Quantile mapping is routinely applied to correct biases of regional climate model simulations compared to observational data. If the observations are of similar resolution as the regional climate model, quantile mapping is a feasible approach. However, if the observations are of much higher resolution, quantile mapping also attempts to bridge this scale mismatch. Here, it is shown for daily precipitation that such quantile mapping–based downscaling is not feasible but introduces similar problems as inflation of perfect prognosis (“prog”) downscaling: the spatial and temporal structure of the corrected time series is misrepresented, the drizzle effect for area means is overcorrected, area-mean extremes are overestimated, and trends are affected. To overcome these problems, stochastic bias correction is required.
In the context of perfect prognosis (“prog”; PP) statistical downscaling, von Storch (1999) pointed out that the use of variance inflation or related approaches is not meaningful. PP approaches assume a relationship between large-scale predictors and local-scale predictands. As not all small-scale variability is explained by the large-scale predictors, the prediction of the local variable in general has lower variance than the observed local variable. Inflation aims to overcome this mismatch by scaling the predicted time series to match the observed variance. The fundamental misconception here is that inflation does not add any unexplained variability and therefore wrongly assumes that all local variance is indeed completely explained by the chosen large-scale predictors. A direct consequence of inflation is an increase in the root-mean-squared error. Instead of inflation, von Storch (1999) advocates randomization: that is, adding random small-scale variability. Refer to Maraun et al. (2010) for a recent review of such stochastic downscaling approaches.

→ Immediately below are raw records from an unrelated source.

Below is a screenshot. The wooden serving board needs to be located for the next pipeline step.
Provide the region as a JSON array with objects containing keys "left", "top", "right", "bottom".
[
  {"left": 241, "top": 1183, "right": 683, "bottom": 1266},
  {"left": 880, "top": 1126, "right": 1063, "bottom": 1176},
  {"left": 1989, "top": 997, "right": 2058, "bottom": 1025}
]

Here, I show that inflation-related problems also occur for model output statistics (MOS): namely, if variance correction and quantile mapping are used to downscale simulated gridbox area averages to point values. The climate simulated by numerical models often shows a distinct systematic deviation from the true observed climate, limiting the usability of climate simulations for impact models. Therefore, it is often desired to postprocess the climate model output to match the observed climate (Christensen et al. 2008). Bias correction methods are variants of MOS, a concept developed in weather forecasting and now commonly used in climate science (Maraun et al. 2010). The simplest methods correct the long-term climatological mean bias between simulations and observations; extensions also correct the variance. Quantile mapping even attempts to remove quantile-dependent biases.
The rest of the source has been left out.